Gemini May 21-June 21
Mercury Retrograde is all about review—as you know—so use this time to reflect on your accomplishments. I realize it would be easy to concentrate on what went wrong, but I’m not sure that would be beneficial. Sometimes the best way to make it through is to accentuate the positive.

Cancer June 22-July 22
Facing all that’s expected of you and dealing with it during this retrograde is going to require a lot of strength, so it’s all the more necessary to take good care of yourself. No matter how busy you are, be sure to include enough time to renew and replenish your reserves—physical, mental, emotional, and spiritual.

Leo July 23-August 22
The retrograde emphasis continues to be on relationships with significant others, past and present. Be prepared for lots of conversations, some aimed at clearing the air and others designed to make amends. Also anticipate making some of those calls. Be thoughtful in this process and you’ll facilitate healing.
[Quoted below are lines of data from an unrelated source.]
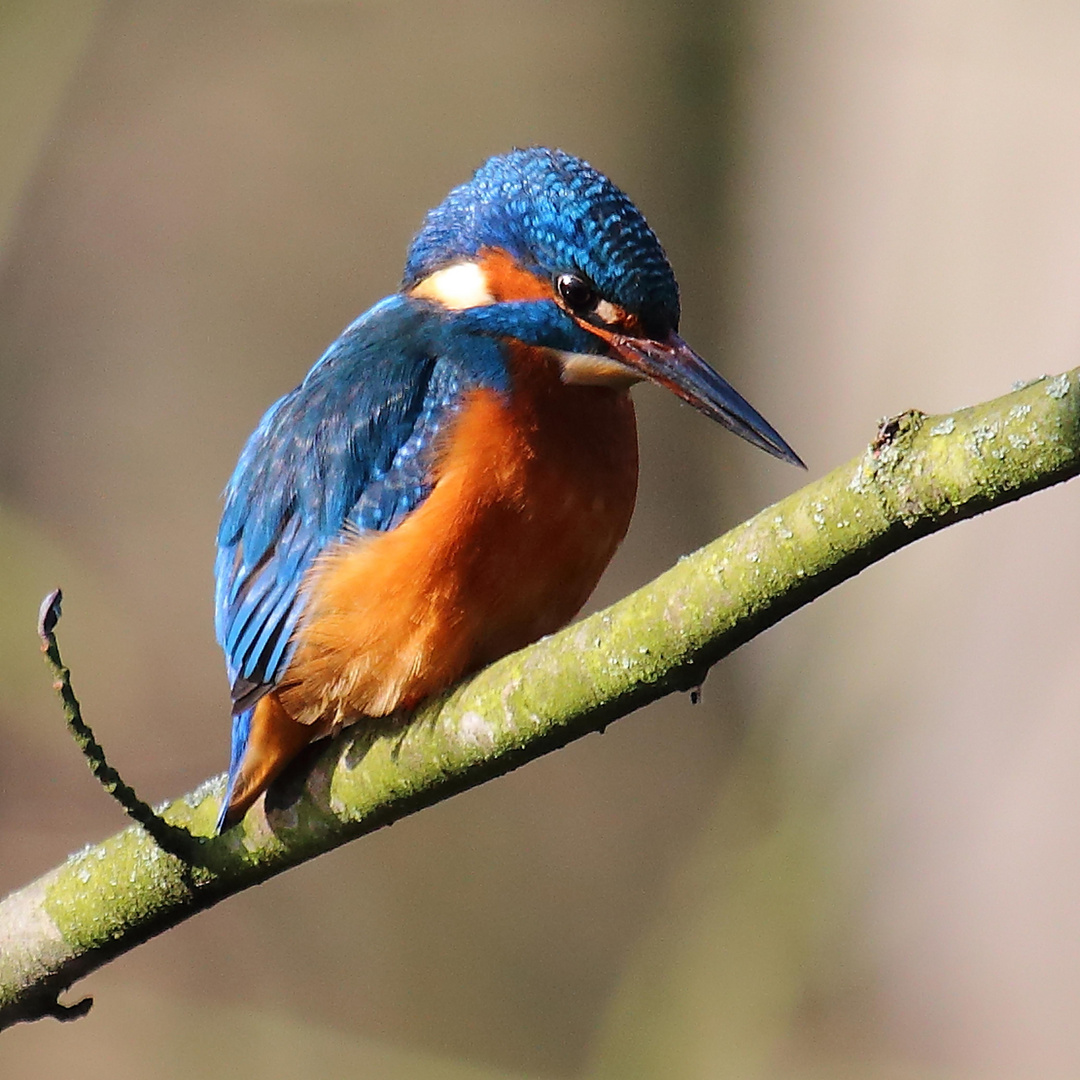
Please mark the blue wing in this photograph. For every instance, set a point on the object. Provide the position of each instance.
(348, 448)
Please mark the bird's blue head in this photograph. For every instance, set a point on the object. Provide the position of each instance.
(541, 247)
(553, 214)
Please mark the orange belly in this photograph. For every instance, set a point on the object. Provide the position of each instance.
(534, 494)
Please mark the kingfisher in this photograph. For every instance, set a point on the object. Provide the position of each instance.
(451, 477)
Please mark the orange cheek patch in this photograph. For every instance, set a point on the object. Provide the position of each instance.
(509, 281)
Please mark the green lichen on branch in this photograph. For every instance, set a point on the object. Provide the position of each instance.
(918, 475)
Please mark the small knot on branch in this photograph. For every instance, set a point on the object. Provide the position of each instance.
(64, 1013)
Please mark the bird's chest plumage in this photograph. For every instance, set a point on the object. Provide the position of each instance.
(534, 491)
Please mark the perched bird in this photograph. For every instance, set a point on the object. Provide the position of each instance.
(451, 477)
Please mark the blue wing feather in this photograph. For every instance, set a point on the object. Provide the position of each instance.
(349, 448)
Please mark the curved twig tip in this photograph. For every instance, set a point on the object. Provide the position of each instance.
(49, 615)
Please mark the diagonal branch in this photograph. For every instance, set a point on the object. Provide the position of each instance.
(919, 475)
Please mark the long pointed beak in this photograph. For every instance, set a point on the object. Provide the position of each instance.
(675, 365)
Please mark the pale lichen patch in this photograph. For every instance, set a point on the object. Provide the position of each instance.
(1058, 386)
(475, 731)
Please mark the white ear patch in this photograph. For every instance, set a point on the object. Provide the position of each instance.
(588, 369)
(456, 287)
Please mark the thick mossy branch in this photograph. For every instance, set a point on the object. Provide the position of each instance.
(918, 475)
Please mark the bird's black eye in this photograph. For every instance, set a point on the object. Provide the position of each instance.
(576, 293)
Virgo August 23-September 22
It would be wise to remember that Mercury is a trickster because as it reviews the recent past, you could discover a few loose threads that still need attention. The best way to handle these revelations is humor—if you can find what’s funny, you’ll have an easier time making the necessary adjustments.

Libra September 23-October 22
Balance is key to handling the many distractions Mercury Retrograde throws your way. But don’t worry; you can handle the entire load if you concentrate on taking your time and moving through each situation mindfully and with the intention to create order. So take a deep breath and continue to work hard.

Scorpio October 23-November 21
It’s a good time to clean house—literally—and get rid of all those things you’ve been meaning to give away or sell or simply dump in the trash. It’s also a good time to review your inner home and sort through mental habits that no longer serve but nevertheless keep you tethered to a certain way of looking at things.

Sagittarius November 22-December 21
Mercury Retrograde has you talking—a lot—especially as you try to digest and metabolize all that’s transpired. As you share your opinions with others, listen closely to what you are saying—conversation has the power to help us organize our feelings. As always, remember to listen to others as intensely.

Capricorn December 22-January 19
As you review your recent path, try not to fall into a pattern of regret. Yes, there are certain events that could have been handled better, but brooding will not improve your situation. Rather than dwell on your mistakes, learn from them so you can apply those lessons going forward.

Aquarius January 20-February 18
Mercury presents you with a jam-packed “to do” list, which at first glance looks like it’s almost too much to get done—but it’s not, especially if you prioritize your time and energy and aim your best efforts at the most important tasks. Take each day one day at a time and you’ll get it all done.

Pisces February 19-March 20
The advice this week is quite similar to last week’s: try not to get lost in brooding about recent mistakes by chewing compulsively on the details of what went wrong and why. The best way to handle this period of reflection is to practice self-compassion. It won’t be easy, but it will be worth it.